Tom Evslin: AT&T is Ripping Off American Soldiers. It’s bad enough that they overcharge domestic customers but we have alternatives. The soldiers don’t because, according to The Prepaid Press, AT&T has an EXCLUSIVE contract to put payphones in PXes in Iraq and Afghanistan. But, you ask, can’t the soldiers get cheap calling cards to call the US? No! Because AT&T is using (abusing!) its position as monopoly supplier of payphones to block the 800 numbers necessary to use nonAT&T calling cards.
See Tom’s follow-up posts as well (here, here).
He points out that this greedy — but, it seems, entirely legal — stance was instituted prior to SBC’s buyout of the company. I suspect that the plan was to continue it, but also suspect the revelation of this abuse will force the company to modify its policy. (Tom wonders if the new management even knows about the situation, but if it didn’t surface during pre-purchase due diligence someone senior should be fired.)
I’ve had my own trouble lately with AT&T, but it’s small potatoes next to this poor treatment of men and women who a) are putting their lives on the line every day and b) have no alternative. (I had alternatives when AT&T put me through a wringer in my ultimately unsuccessful attempt to add minutes to my phone card, and I took one.)
Big Media has all but ignored the AT&T Iraq phone card story.
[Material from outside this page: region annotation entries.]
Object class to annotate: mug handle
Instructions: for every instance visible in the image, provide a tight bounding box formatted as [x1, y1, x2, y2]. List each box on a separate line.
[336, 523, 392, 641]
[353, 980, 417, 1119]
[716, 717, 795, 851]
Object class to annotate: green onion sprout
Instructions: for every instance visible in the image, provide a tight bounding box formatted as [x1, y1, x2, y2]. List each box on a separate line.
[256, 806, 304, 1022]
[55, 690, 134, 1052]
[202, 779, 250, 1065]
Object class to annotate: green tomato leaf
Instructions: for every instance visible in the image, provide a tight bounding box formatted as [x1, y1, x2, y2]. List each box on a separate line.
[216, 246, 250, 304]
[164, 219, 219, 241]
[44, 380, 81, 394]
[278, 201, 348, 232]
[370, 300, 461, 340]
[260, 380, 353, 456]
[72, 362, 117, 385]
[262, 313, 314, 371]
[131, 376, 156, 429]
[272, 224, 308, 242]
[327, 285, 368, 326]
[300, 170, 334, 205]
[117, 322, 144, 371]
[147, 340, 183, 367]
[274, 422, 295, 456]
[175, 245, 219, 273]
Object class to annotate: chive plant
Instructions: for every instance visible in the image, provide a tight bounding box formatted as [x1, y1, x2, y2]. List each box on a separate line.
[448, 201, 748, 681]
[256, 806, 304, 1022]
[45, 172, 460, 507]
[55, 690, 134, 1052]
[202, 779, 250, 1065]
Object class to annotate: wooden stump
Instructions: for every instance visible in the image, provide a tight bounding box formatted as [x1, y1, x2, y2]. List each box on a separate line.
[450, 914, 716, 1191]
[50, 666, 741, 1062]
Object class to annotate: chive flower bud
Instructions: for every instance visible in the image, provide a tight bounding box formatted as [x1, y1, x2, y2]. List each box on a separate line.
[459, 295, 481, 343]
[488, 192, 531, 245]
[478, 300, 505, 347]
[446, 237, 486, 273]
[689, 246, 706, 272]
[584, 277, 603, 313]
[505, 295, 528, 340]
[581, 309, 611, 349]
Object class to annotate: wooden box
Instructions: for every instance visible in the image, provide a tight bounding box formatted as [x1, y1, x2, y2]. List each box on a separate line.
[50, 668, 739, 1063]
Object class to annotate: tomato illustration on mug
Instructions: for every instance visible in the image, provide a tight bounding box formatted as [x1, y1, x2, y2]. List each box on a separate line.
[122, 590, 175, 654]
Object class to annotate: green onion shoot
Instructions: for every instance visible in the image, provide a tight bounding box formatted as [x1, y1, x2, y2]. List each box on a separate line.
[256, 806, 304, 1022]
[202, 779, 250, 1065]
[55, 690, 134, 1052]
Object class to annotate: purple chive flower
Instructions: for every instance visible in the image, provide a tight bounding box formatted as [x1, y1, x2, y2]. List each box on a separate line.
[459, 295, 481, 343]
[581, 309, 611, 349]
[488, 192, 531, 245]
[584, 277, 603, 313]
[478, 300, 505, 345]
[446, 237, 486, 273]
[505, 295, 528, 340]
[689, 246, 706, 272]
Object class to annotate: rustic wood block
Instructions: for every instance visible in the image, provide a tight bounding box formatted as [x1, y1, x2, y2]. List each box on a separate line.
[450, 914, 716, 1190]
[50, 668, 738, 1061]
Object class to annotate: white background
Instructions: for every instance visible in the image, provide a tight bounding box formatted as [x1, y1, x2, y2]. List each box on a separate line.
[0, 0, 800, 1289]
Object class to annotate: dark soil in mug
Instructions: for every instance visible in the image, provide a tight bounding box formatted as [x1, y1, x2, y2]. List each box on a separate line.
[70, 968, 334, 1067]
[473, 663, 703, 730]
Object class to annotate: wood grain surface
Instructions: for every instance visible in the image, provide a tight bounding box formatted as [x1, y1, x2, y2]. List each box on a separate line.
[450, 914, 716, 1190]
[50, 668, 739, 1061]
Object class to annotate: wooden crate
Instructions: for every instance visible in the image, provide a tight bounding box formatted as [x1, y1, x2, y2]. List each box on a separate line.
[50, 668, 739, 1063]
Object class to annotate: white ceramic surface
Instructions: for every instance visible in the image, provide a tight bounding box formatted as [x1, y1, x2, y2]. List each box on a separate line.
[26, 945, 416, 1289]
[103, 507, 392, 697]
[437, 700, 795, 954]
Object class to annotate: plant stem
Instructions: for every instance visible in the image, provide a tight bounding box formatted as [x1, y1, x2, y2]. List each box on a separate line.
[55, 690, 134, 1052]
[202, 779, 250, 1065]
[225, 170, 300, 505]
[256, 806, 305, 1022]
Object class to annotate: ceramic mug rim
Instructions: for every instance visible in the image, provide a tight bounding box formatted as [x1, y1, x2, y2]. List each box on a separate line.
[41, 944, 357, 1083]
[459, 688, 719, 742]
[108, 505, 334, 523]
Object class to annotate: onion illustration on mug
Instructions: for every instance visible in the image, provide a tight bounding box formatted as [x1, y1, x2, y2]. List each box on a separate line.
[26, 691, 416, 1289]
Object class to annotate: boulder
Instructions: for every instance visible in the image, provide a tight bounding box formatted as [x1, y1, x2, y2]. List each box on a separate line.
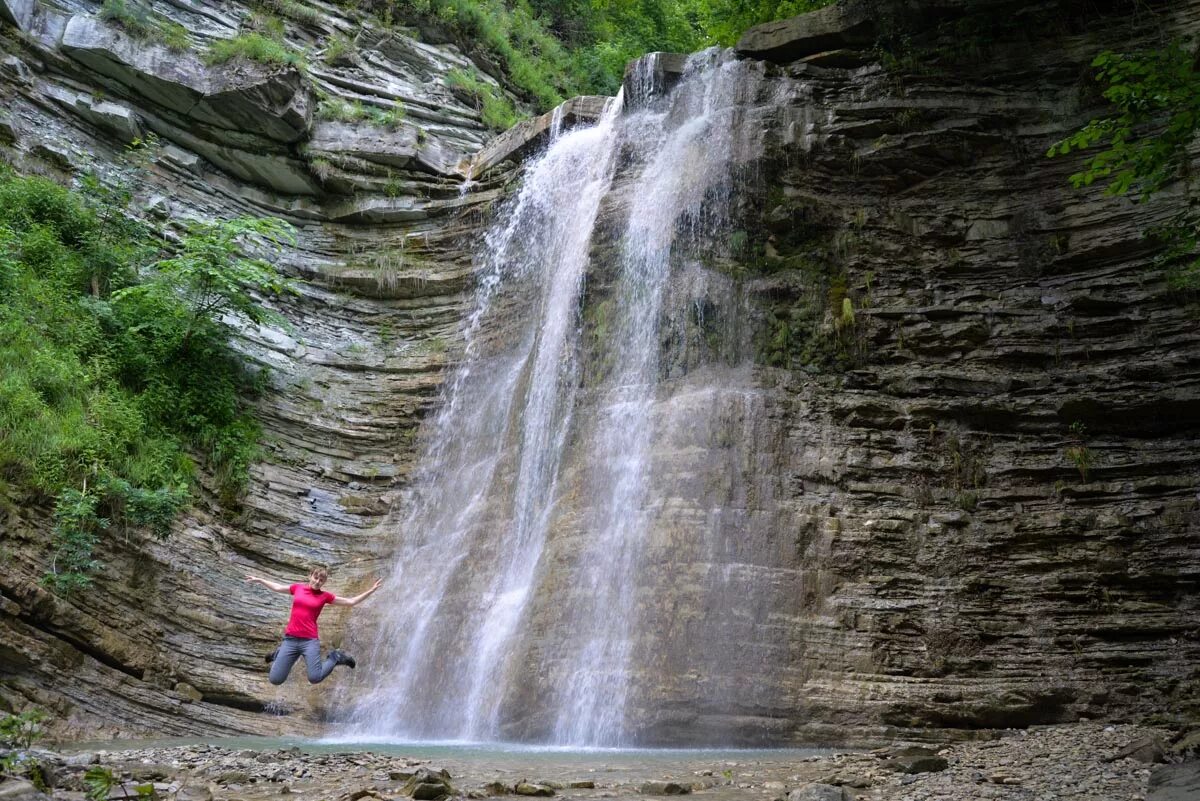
[1146, 761, 1200, 801]
[787, 782, 848, 801]
[0, 0, 40, 32]
[1105, 735, 1166, 765]
[306, 120, 418, 167]
[44, 84, 142, 143]
[622, 50, 688, 108]
[400, 767, 454, 801]
[737, 0, 876, 62]
[175, 681, 204, 704]
[174, 784, 212, 801]
[1171, 729, 1200, 755]
[883, 747, 949, 773]
[640, 782, 691, 795]
[61, 14, 312, 143]
[468, 95, 610, 177]
[62, 751, 100, 767]
[0, 779, 46, 801]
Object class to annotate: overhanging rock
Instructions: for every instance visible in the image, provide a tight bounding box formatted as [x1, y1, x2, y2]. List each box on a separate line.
[467, 95, 612, 177]
[737, 0, 876, 61]
[61, 14, 312, 143]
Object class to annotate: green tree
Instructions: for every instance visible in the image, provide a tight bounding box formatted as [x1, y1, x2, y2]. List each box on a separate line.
[1046, 40, 1200, 289]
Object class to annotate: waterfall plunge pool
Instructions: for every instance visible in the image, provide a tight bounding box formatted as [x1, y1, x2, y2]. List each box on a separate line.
[58, 736, 847, 801]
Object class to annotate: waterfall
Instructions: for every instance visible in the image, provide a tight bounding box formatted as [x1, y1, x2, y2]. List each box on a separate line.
[349, 50, 757, 746]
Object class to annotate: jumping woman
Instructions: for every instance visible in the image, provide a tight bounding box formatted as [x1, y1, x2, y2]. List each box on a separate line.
[246, 567, 379, 685]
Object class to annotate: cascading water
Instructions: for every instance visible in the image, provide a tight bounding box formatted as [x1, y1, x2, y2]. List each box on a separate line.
[340, 50, 757, 746]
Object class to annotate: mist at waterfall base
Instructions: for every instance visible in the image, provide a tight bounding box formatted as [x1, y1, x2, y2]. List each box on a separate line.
[336, 50, 787, 748]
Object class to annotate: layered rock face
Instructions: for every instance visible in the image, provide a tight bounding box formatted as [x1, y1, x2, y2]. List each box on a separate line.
[0, 1, 506, 736]
[0, 0, 1200, 743]
[600, 2, 1200, 742]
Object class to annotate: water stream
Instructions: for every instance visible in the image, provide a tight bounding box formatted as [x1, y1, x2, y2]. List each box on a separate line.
[343, 50, 777, 747]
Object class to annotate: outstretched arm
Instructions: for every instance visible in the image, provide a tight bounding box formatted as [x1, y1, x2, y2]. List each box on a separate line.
[246, 576, 292, 592]
[334, 578, 383, 607]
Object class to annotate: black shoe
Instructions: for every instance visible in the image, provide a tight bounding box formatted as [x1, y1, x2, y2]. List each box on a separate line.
[329, 649, 358, 670]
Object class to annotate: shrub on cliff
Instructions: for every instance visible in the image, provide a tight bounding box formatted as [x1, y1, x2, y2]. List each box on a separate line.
[0, 174, 288, 591]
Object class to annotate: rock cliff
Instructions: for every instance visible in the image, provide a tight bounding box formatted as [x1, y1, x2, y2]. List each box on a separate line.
[0, 1, 520, 736]
[0, 0, 1200, 743]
Here’s a CNN report about a story in the Newark Star Ledger from a year ago; I can’t find the original online. This looks like a story that got barely noticed, and then ignored. Why? I doubt it’s because AT&T is such a major advertiser. More likely, reporters and editors say to themselves, “Well, the Star Ledger has already written the story. It’s old news.”
It’s not old news when the overcharging continues. And in the way the Web can have of elevating important news, a posting on the O’Reilly Emerging Telephony site, pointing to Evlin’s posting, got “Digged” in a major way. Jeff Jarvis and other prominent bloggers have linked to it as well. I predict it’ll be back in the Big Media very soon now.
Tom notes that this issue seems to have originated, in any event, with an publication called the Prepaid Press, which sells newsletters and runs an online site as well. In an update, the publication’s Gene Retske notes that the American Legion is taking up the soldiers’ cause. Good for the Legion, good for Retske and Evslin; the latter two are using citizen journalism to stir up the right kind of trouble.